Par Émilie Allaire
Ayant prêté ma caméra à un voyageur en partance pour Yellowknife, je me rends au parc Jarry comme tous les dimanches pour la game de baseball hebdomadaire. Je ne prendrai pas de photo, mais mes yeux sont tout de même grand ouverts. C’est du sérieux le parc Jarry le dimanche. Les équipes ont des noms farfelus, mais en gros, le marché Jean-Talon se divise en deux pour l’occasion : les pros Première Moisson d’un côté (et bien sûr, je vote pour mon équipe !) et les pros Saucissier Williams de l’autre.

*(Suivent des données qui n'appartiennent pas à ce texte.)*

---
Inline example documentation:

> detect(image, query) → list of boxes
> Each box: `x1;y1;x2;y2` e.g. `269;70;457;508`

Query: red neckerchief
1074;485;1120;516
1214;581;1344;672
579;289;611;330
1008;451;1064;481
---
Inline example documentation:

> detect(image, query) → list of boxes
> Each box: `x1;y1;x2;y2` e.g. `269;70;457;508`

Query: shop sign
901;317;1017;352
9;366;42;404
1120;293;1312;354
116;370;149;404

Baseball, c’est un grand mot. On pourrait plutôt parler de balle molle. Vous savez, ce sport qui ressemble au baseball, mais où tout va plus lentement et surtout, où on lance la balle par en dessous. Pour la débutante que je suis, c’est idéal, j’ai l’impression d’être bonne !

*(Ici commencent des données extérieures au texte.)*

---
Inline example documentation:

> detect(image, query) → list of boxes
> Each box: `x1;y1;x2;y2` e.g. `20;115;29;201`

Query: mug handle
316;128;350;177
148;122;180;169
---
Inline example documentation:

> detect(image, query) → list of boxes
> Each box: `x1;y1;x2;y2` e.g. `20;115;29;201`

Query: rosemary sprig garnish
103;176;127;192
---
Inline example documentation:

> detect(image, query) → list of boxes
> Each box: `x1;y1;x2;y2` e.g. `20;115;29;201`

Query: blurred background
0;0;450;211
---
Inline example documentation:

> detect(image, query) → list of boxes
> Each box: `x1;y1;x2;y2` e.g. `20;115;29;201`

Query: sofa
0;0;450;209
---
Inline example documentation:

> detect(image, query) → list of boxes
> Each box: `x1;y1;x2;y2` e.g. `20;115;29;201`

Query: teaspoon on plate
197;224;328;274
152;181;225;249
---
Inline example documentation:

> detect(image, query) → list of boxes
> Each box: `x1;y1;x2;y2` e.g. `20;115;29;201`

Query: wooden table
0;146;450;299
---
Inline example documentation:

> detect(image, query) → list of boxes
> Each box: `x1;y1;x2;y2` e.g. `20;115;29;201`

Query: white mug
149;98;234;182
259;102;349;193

Entre le troisième but et le marbre, sur le côté du terrain, il y a les estrades. Sur les estrades, des caisses et des caisses de bières, et derrière les estrades, le poste de police de quartier de Villeray. Ces policiers-là, ils sont compréhensifs, ils ne viennent nous voir que si l’illégalité dépasse vingt-trois heures, ou dépasse le stade de la bière… Et aussi, dans les estrades, à travers les caisses de bières, il y a les meilleurs fans du parc, ceux qui travaillent au marché. Ils sont là pour encourager leurs équipes. Ils ne manquent pas une fausse balle, pas un retrait. Heureusement d’ailleurs. Parce que les joueurs n’y portent pas assez attention, tout à leur performance. Ainsi, dans l’estrade se retrouvent femmes de joueurs, mères de famille, grand-mamans, passant, enfants, bébés, philosophes, anciens joueurs, joueurs blessés et autres imposteurs du moment. C’est à qui se trouvera la meilleure raison pour ne pas jouer. Pas de soucis, les deux équipes sont toujours bien remplies.

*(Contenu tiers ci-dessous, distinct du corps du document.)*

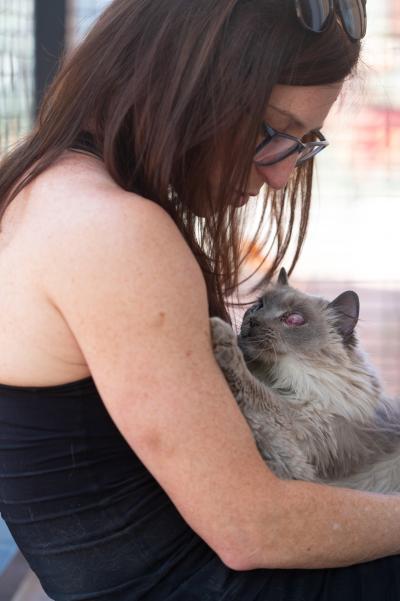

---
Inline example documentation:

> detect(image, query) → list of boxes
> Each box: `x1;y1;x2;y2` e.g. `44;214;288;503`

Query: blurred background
0;0;400;601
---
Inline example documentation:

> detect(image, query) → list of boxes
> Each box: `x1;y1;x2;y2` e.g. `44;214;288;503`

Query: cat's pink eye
281;313;306;326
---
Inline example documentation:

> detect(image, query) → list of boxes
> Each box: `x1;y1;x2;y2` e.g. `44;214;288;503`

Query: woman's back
0;152;111;386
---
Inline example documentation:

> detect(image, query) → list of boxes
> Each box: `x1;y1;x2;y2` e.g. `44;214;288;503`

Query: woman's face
239;82;343;206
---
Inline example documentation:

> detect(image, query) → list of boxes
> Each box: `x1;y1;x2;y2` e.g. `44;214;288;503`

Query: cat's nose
249;315;261;328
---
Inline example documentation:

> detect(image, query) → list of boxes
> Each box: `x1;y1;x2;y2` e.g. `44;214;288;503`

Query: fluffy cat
211;270;400;493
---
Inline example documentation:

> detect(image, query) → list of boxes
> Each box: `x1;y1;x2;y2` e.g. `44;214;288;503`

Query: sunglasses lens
254;135;298;166
296;0;332;33
337;0;367;40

Après quelques bières et quelques cigarettes (quels sportifs !), les joueurs se placent sur le terrain et ainsi s’enchaîne une série de cinq à sept manches où « laisser une chance » et « bénéfice du doute » sont rois. Les parties sont presque toujours nulles et on se félicite tous les uns les autres, même Francisco, le Dominicain qui a joué dans une ligue professionnelle pendant des années avant d’immigrer au Québec et de devenir quidam derrière son tablier Première Moisson. Même la fille aux yeux étincelants qu’on ne s’est pas rendu compte qu’elle n’a pas joué du tout finalement, mais qui est si jolie. Et on prend une autre bière et quelques autres. Et la police de quartier, qui passe pour la troisième fois devant le terrain, est toujours aussi compréhensive.
Après quelques autres bières, nous sentons tous les vingt-trois heures approcher. C’est à qui invitera le groupe pour d’autres bières chez lui ou chez elle. Main dans la main, nous partons pour une destination proche, heureux, courbaturés pour certains, et en se promettant surtout de revenir la semaine suivante.